Notable Marxist thinker Slavoj Žižek has come up with an alternate theory for the movie Titanic, claiming that the iceberg actually saved Jack and Rose from themselves.



Those who donate themselves to the nether realms of YouTube will be familiar with noted thinker, and forever inappropriately dressed mope, Slavoj Žižek. For those who aren’t, he’s a philosopher and cultural critic, a superb brain connected to an unfortunate lisp. For whatever reason, he’s also a fan of applying deep philosophical theory to shallow Hollywood romcoms.

In Titanic, Žižek contends that the movie itself is saying something deeper (than the Atlantic) and something infinitely more accessible (than steerage). While you could say that Titanic is about class structure, the nobility of the poor vs the cruelty of the rich, or the hubris of mankind, according to Žižek, it’s actually an ode to the imperfect nature of love in the real world, and the merits of a love story that will forever remain unwritten, or unfulfilled.

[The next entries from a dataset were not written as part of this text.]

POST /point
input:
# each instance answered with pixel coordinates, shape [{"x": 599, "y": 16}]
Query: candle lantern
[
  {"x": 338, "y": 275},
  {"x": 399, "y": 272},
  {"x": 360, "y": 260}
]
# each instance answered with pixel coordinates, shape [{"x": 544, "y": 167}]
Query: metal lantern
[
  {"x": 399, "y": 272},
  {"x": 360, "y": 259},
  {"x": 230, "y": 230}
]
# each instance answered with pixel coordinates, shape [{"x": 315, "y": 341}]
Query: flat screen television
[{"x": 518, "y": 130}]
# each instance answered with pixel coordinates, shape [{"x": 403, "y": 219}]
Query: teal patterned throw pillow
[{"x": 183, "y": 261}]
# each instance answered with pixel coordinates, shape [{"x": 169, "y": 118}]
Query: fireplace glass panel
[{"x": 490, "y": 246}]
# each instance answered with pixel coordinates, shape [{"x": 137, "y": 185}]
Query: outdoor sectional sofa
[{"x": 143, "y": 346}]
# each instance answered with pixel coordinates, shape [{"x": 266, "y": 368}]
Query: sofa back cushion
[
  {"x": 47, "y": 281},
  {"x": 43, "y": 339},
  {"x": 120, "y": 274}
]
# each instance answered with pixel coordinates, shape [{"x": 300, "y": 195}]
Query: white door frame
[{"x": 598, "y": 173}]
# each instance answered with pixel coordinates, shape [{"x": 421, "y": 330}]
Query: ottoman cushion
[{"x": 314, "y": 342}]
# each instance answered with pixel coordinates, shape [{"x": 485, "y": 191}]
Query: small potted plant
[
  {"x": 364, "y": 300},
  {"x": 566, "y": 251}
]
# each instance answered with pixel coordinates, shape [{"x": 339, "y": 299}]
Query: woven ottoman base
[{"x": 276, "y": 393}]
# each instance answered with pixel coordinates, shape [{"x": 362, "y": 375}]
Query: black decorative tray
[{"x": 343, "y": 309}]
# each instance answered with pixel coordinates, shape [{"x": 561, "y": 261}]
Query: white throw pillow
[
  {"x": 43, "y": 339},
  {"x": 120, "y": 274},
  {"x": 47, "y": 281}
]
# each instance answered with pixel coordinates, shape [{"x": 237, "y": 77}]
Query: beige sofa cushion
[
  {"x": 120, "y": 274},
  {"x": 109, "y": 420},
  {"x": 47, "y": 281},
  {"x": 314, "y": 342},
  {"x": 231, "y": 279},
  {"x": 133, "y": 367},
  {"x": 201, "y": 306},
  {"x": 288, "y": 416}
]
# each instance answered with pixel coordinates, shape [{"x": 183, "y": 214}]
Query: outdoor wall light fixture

The hero of the piece, Žižek contends is not Jack for saving Rose, but rather the iceberg for saving them from each other. For those who have experienced holiday romance, you are well aware that it is much like a volcano. Explosive, hot and ultimately dangerous. And while your mind runs to the equate how much damage it would cause your everyday lives if you brought the volcano back with you, you never do, as you know it’d never be as good as it is on holiday – it is the fact that it couldn’t possibly work, that makes it work.

Žižek claims that the timing of the iceberg is crucial. Just after their steamy joust in a jalopy, Rose tells Jack that she’ll be forgoing her life of comfort in order to choose him. So, plans set, and then:




Žižek contends that the iceberg arrived just in time to deny Jack and Rose their chance to ruin their idealised union. In Žižek’s words “one can safely guess that soon, the misery of everyday life would destroy their love”, whereas with the iceberg striking the ship, and Jack ultimately perishing, their love would indeed sail forever, on the famous, doomed gallantry of the Titanic, no less. A love story on a historically important event? Hot. This is evidenced by the final scene when Rose dies, and travels back to the now refurbished Titanic, to be with her love forevermore. In that scene, they are both young, pretty and alive. Roll credits, and it’s just onions I swear to God.

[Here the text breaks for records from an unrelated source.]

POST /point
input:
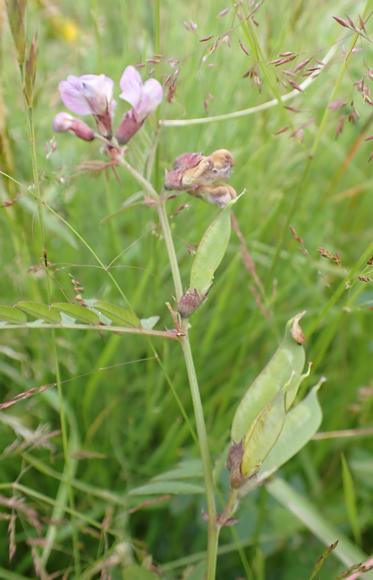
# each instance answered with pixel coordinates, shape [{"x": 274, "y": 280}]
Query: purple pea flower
[
  {"x": 64, "y": 122},
  {"x": 90, "y": 95},
  {"x": 144, "y": 98}
]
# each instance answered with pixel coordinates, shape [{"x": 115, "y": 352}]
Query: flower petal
[
  {"x": 88, "y": 94},
  {"x": 73, "y": 98},
  {"x": 131, "y": 85},
  {"x": 151, "y": 97}
]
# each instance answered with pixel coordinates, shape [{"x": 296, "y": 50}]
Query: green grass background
[{"x": 117, "y": 391}]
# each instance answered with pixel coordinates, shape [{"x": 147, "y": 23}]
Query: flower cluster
[
  {"x": 203, "y": 176},
  {"x": 93, "y": 95}
]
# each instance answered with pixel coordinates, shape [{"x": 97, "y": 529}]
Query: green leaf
[
  {"x": 135, "y": 572},
  {"x": 284, "y": 368},
  {"x": 118, "y": 315},
  {"x": 10, "y": 314},
  {"x": 263, "y": 435},
  {"x": 210, "y": 252},
  {"x": 167, "y": 487},
  {"x": 77, "y": 312},
  {"x": 39, "y": 311},
  {"x": 301, "y": 423},
  {"x": 350, "y": 500}
]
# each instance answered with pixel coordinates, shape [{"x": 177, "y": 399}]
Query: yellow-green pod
[
  {"x": 263, "y": 434},
  {"x": 284, "y": 369}
]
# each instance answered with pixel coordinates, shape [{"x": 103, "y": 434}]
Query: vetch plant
[{"x": 269, "y": 426}]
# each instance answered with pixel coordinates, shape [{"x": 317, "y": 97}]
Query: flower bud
[{"x": 63, "y": 122}]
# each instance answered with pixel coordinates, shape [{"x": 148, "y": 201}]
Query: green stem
[
  {"x": 167, "y": 235},
  {"x": 213, "y": 531},
  {"x": 212, "y": 545}
]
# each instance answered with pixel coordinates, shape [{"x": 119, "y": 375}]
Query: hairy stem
[{"x": 212, "y": 547}]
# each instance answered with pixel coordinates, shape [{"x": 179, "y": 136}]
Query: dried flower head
[
  {"x": 202, "y": 176},
  {"x": 144, "y": 98}
]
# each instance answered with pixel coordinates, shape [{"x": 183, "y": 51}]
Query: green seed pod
[
  {"x": 301, "y": 424},
  {"x": 210, "y": 252},
  {"x": 283, "y": 370},
  {"x": 263, "y": 435}
]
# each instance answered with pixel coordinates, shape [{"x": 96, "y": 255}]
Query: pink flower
[
  {"x": 144, "y": 98},
  {"x": 90, "y": 95},
  {"x": 64, "y": 122}
]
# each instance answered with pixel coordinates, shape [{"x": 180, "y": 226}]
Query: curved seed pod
[
  {"x": 210, "y": 252},
  {"x": 284, "y": 369},
  {"x": 263, "y": 434},
  {"x": 301, "y": 424}
]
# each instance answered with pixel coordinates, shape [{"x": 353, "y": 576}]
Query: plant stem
[
  {"x": 167, "y": 235},
  {"x": 212, "y": 545}
]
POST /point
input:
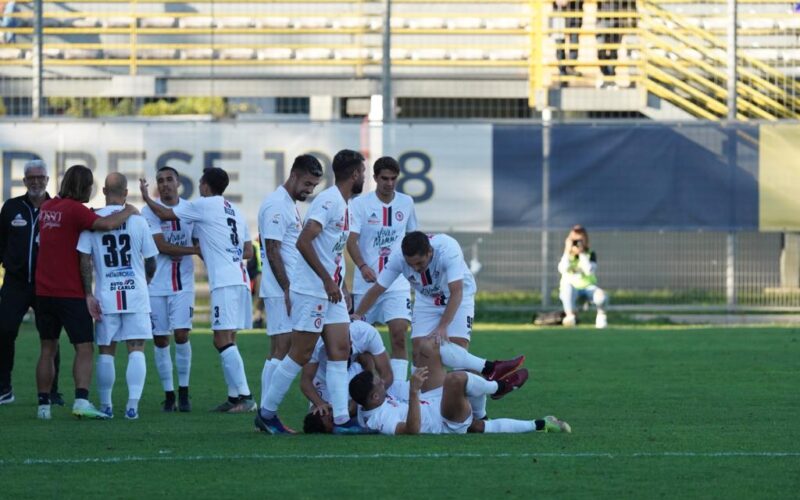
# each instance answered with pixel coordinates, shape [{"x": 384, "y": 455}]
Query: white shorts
[
  {"x": 389, "y": 306},
  {"x": 122, "y": 327},
  {"x": 231, "y": 308},
  {"x": 425, "y": 320},
  {"x": 172, "y": 312},
  {"x": 310, "y": 314},
  {"x": 278, "y": 320}
]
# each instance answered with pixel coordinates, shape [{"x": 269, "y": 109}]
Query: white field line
[{"x": 375, "y": 456}]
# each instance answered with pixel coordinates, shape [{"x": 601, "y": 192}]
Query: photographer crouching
[{"x": 578, "y": 280}]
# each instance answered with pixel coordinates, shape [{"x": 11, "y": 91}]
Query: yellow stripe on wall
[{"x": 779, "y": 178}]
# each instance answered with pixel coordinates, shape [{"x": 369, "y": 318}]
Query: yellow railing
[{"x": 652, "y": 48}]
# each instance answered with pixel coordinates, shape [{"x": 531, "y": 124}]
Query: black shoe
[
  {"x": 168, "y": 405},
  {"x": 56, "y": 398},
  {"x": 6, "y": 395},
  {"x": 184, "y": 405}
]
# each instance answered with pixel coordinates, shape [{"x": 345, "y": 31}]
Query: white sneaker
[
  {"x": 43, "y": 413},
  {"x": 601, "y": 321},
  {"x": 82, "y": 408}
]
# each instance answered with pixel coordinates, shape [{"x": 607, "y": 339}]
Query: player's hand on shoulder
[
  {"x": 321, "y": 410},
  {"x": 368, "y": 274}
]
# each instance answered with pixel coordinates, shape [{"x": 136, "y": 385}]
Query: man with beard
[
  {"x": 279, "y": 225},
  {"x": 319, "y": 297},
  {"x": 19, "y": 246},
  {"x": 172, "y": 291}
]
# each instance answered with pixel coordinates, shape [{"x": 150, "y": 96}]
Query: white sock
[
  {"x": 233, "y": 391},
  {"x": 135, "y": 375},
  {"x": 266, "y": 374},
  {"x": 479, "y": 386},
  {"x": 183, "y": 361},
  {"x": 106, "y": 373},
  {"x": 508, "y": 425},
  {"x": 336, "y": 378},
  {"x": 455, "y": 356},
  {"x": 233, "y": 364},
  {"x": 400, "y": 369},
  {"x": 478, "y": 404},
  {"x": 282, "y": 378},
  {"x": 164, "y": 367}
]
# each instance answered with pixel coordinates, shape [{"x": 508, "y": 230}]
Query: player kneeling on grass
[
  {"x": 443, "y": 407},
  {"x": 437, "y": 355},
  {"x": 367, "y": 352}
]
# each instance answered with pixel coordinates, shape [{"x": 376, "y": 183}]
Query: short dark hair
[
  {"x": 386, "y": 163},
  {"x": 361, "y": 387},
  {"x": 415, "y": 243},
  {"x": 345, "y": 163},
  {"x": 307, "y": 164},
  {"x": 216, "y": 178},
  {"x": 167, "y": 167},
  {"x": 77, "y": 183},
  {"x": 313, "y": 424}
]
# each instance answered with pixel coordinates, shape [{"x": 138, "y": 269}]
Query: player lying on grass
[
  {"x": 446, "y": 354},
  {"x": 444, "y": 405}
]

The key is that the last scene is obviously in Rose’s head, so, if they were allowed to live their less-than-idealised life in New York, what would be her last memory be? It would be of the lives they shared, but in that life, how many times would she have regretted taking that crazy chance in her youth? Would she recall the man Jack became, not who he was? Probably. Those who have lived it know that love, even in its purest form, is an existence of grating struggle. One where the ugliness of the mundane triumphs over the beauty of the feelings that brought you both together.



Worthy to note that ahead of them both is the Great Depression, and 1920-1921’s Forgotten Depression, but Žižek contends that the true depression will continue to spool in Rose’s mind for simply knowing what happens when she lives out her fantasy. However, not knowing, is beautiful. In conclusion, the iceberg striking the hull exists, in Žižek’s words “in order to safe (sic) their love, in order to sustain the illusion that, if it were not to happen, they would have lived happily ever after.”

Which, of course, is the ending that we’re forever promised, but bitterly denied. There was only room for one on the door, primarily the reason why her heart goes on, and on, even beyond the grave.